The study authors, led by Professor Paul Harrison and Dr Maxime Taquet from Oxford University’s Department of Psychiatry and the NIHR Oxford Health Biomedical Research Centre, counted the number of CVT cases diagnosed in the two weeks following diagnosis of COVID-19, or after the first dose of a vaccine. They then compared these to calculated incidences of CVT following influenza, and the background level in the general population.
They report that CVT is more common after COVID-19 than in any of the comparison groups, with 30% of these cases occurring in the under 30s. Compared to the current COVID-19 vaccines, this risk is between 8-10 times higher, and compared to the baseline, approximately 100 times higher.
The breakdown comparison for reported cases of CVT in COVID-19 patients in comparison to CVT cases in those who received a COVID-19 vaccine is:
- In this study of over 500,000 COVID-19 patients, CVT occurred in 39 in a million patients.
- In over 480,000 people receiving a COVID-19 mRNA vaccine (Pfizer or Moderna), CVT occurred in 4 in a million.
- CVT has been reported to occur in about 5 in a million people after first dose of the AZ-Oxford COVID-19 vaccine.
- Compared to the mRNA vaccines, the risk of a CVT from COVID-19 is about 10 times greater.
- Compared to the AZ-Oxford vaccine, the risk of a CVT from COVID-19 is about 8 times greater.
However, all comparisons must be interpreted cautiously since data are still accruing.
Paul Harrison, Professor of Psychiatry and Head of the Translational Neurobiology Group at the University of Oxford, said:
‘There are concerns about possible associations between vaccines, and CVT, causing governments and regulators to restrict the use of certain vaccines. Yet, one key question remained unknown: ‘What is the risk of CVT following a diagnosis of COVID-19?’. We’ve reached two important conclusions. Firstly, COVID-19 markedly increases the risk of CVT, adding to the list of blood clotting problems this infection causes. Secondly, the COVID-19 risk is higher than seen with the current vaccines, even for those under 30; something that should be taken into account when considering the balances between risks and benefits for vaccination.’
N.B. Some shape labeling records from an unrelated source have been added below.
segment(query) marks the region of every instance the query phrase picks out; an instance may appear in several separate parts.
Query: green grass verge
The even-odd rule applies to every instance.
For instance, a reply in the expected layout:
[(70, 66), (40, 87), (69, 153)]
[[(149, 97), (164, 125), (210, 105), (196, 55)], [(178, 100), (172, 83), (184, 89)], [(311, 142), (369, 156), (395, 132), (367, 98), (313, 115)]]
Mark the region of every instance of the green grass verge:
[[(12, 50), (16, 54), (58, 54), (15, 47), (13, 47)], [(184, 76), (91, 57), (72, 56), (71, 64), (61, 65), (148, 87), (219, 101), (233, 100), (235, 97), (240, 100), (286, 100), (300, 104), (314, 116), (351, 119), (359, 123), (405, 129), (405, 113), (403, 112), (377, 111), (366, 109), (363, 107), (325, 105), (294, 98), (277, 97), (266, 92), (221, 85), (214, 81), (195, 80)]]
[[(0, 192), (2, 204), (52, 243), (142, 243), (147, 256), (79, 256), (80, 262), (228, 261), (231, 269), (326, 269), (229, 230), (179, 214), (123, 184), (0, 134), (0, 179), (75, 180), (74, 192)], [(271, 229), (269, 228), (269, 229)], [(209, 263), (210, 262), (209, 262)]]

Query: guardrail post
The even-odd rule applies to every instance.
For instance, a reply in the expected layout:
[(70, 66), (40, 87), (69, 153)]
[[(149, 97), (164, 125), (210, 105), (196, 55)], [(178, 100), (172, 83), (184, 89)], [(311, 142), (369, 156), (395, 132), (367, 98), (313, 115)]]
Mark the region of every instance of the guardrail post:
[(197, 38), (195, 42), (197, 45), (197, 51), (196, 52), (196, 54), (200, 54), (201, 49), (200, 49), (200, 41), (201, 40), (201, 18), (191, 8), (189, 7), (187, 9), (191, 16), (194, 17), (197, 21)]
Dr Maxime Taquet, also from the Translational Neurobiology Group, said:
‘It’s important to note that this data should be interpreted cautiously, especially since the data on the Oxford-AstraZeneca vaccine come from European Medicines Agency monitoring, whereas the other data uses the TriNetX electronic health records network. However, the signals that COVID-19 is linked to CVT, as well as portal vein thrombosis – a clotting disorder of the liver – is clear, and one we should take note of.’
An important factor that requires further research is whether COVID-19 and vaccines lead to CVT by the same or different mechanisms. There may also be under-reporting or mis-coding of CVT in medical records, and therefore uncertainty as to the precision of the results.